Polish Prime Minister Donald Tusk publicly attributed the attack to groups “directly linked to the Russian services,” underscoring the attribution to Sandworm, a hacking group associated with Russia’s GRU Military Unit 74455 (BleepingComputer). The attack’s scope extended beyond physical infrastructure, targeting the digital backbone of Poland’s energy management systems.

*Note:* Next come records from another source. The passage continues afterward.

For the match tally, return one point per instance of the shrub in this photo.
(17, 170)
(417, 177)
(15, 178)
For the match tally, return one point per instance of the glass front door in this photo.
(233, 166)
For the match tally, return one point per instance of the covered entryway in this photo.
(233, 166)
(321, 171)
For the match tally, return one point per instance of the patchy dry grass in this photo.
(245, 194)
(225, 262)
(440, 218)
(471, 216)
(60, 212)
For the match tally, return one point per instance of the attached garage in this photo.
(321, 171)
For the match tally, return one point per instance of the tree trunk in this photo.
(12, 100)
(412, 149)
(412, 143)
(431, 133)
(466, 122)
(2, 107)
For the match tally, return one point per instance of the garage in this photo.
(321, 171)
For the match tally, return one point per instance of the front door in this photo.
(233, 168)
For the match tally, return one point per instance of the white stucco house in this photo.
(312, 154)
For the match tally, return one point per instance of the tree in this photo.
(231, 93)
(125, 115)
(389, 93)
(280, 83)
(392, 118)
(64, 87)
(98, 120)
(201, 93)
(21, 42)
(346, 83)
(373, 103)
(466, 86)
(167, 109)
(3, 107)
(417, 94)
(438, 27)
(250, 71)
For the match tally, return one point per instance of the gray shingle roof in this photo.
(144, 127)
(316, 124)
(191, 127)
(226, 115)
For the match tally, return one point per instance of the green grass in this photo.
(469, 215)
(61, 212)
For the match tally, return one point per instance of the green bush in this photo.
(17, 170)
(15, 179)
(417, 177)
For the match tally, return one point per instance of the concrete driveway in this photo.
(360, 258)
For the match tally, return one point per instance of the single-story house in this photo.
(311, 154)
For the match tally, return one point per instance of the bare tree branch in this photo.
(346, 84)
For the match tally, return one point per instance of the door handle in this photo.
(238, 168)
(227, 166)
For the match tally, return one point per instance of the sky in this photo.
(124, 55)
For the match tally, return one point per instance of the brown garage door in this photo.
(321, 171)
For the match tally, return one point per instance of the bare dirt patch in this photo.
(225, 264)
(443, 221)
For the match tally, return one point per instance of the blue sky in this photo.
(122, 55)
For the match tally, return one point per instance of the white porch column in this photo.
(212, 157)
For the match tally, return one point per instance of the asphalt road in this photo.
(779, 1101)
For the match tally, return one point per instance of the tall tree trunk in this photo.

Technical Profile of DynoWiper

DynoWiper, the malware deployed in the attack, is a destructive data wiper designed to irreversibly delete files on targeted systems, rendering them inoperable. ESET, the cybersecurity firm that analyzed the incident, identified the malware as Win32/KillFiles.NMO, with a SHA-1 hash of 4EC3C90846AF6B79EE1A5188EEFA3FD21F6D4CF6 (BleepingComputer). While detailed technical documentation remains limited, the fundamental operation of DynoWiper involves iterating through the filesystem and systematically deleting files, which ultimately forces a complete rebuild or reinstallation of the affected operating system.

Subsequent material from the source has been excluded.